“Empower your people.”
We hear this advice all the time. But in many workplaces, especially fast-paced teams, empowerment gets misunderstood. Leaders delegate something big, step back, and call it empowerment.
Then results fall short. People hesitate. Mistakes happen. And the leader concludes, “Hindi pa ready ang team ko.”
Sometimes the problem isn’t readiness. The problem is sequence.
A better principle is this:
Enable before you empower.
Enabling vs Empowering: Similar, but not the same
They often sound interchangeable, but they create different outcomes.
Enabling is about making success possible.
You provide what people need to perform well: clarity, tools, access, coaching, and fewer blockers.
Think of enabling as answering this question:
“What do you need so you can do this job well?”
Empowering is about giving ownership and decision space.
You give authority, boundaries, and accountability. You allow people to decide and act without needing you every step of the way.
Think of empowering as answering this question:
“What decisions can you make without my approval, and what results will you own?”
A useful shorthand:
- Enabling = capability + support
- Empowering = autonomy + accountability
The two common leadership mistakes
1) Empowering without enabling (abandonment disguised as empowerment)
This happens when a leader says, “Ikaw na bahala,” but the person has:
- unclear expectations
- no playbook or standards
- limited access to info, tools, or stakeholders
- no practice, coaching, or feedback
- no guardrails
That’s not empowerment.
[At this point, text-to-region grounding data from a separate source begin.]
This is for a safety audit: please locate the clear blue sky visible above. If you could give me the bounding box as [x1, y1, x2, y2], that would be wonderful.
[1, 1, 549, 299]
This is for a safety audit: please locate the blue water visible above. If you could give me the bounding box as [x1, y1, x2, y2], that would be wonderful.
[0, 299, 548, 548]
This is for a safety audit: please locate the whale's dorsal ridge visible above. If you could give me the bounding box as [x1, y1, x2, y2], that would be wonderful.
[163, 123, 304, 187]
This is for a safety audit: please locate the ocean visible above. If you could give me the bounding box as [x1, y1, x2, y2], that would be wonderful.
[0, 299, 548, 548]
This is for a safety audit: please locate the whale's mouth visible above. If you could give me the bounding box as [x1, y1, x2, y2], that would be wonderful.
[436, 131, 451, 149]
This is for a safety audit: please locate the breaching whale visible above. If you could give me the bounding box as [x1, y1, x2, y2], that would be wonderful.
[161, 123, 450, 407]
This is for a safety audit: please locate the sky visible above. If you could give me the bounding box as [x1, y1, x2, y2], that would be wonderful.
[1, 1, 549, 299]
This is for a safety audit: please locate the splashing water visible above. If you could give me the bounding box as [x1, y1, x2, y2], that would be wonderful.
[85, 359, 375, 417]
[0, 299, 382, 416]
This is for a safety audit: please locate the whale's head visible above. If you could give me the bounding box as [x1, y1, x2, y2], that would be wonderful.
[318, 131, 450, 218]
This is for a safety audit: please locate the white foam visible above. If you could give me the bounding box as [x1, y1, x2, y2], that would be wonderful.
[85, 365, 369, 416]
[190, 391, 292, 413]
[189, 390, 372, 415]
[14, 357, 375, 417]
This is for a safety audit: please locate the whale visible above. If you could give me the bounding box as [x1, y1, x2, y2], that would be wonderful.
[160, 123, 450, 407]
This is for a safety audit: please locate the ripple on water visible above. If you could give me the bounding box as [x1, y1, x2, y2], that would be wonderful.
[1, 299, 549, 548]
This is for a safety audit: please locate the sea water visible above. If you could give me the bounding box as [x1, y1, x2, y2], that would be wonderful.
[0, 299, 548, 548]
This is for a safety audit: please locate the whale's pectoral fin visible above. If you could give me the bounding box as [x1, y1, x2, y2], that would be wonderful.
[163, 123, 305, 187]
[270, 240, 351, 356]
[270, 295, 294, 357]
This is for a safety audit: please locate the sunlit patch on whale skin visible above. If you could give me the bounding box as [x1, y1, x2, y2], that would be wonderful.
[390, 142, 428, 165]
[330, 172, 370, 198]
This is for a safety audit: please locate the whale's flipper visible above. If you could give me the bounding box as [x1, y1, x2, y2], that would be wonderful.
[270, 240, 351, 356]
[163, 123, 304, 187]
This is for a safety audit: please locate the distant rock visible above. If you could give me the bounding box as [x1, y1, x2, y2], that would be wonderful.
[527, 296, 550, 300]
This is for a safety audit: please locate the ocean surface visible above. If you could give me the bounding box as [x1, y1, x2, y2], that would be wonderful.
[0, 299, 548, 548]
That’s pressure.
It creates anxiety, slow decision-making, and inconsistent execution. People will still ask permission constantly because they don’t feel safe to decide.
2) Enabling without empowering (support that creates dependency)
This happens when leaders are highly supportive but still keep all decisions with them:
- leader rescues too quickly
- leader becomes the bottleneck for approvals
- team waits for the “final say”
- team’s initiative slowly drops
You’ll hear it in language like:
“Boss, okay lang ba?”
“Boss, approve mo.”
“Boss, ikaw na lang.”
Over time, this becomes a culture of dependency, not ownership.
The right sequence: Enable first, then empower (with guardrails)
If you want a team that owns outcomes, you build it in stages:
Step 1: Enable
- clarify what “good” looks like (standards, success indicators)
- provide tools, templates, and process guides
- ensure access to systems, data, and key stakeholders
- remove unnecessary red tape
- coach and give feedback (especially early)
Step 2: Empower
- delegate decisions, not just tasks
- define guardrails (limits, escalation rules, non-negotiables)
- allow people to make reasonable calls
- back them up when they operate within the boundaries
- hold them accountable for outcomes
Step 3: Review and expand
- conduct short debriefs (“What worked? What didn’t? What will we adjust?”)
- widen decision authority as competence and trust grow
This is how you scale leadership without turning yourself into a bottleneck.
A simple example (you can apply today)
Let’s say someone is handling customer complaints.
Enable:
- give a complaint-handling guide
- provide scripts and response standards
- clarify escalation rules
- ensure access to customer history
- coach after difficult cases
Empower:
- give decision authority, e.g. “You can approve a resolution up to ₱X without my sign-off”
- clarify guardrails, e.g. “If it’s beyond ₱X or involves a legal risk, escalate”
Now you’re building both competence and ownership.
A quick self-check for leaders
If your team hesitates, it may not be attitude. It may be that they’re not enabled yet.
The point
Empowerment is not a motivational speech. It’s a design decision.
Enable before you empower.
Because empowerment without enabling feels like pressure.
And enabling without empowering creates dependency.
If you want ownership, build the capability and the decision space—step by step.
Final note: coaching, delegation, and decision authority are learnable leadership skills. The more you invest in learning how to develop people, the more you build a team that can truly own the work.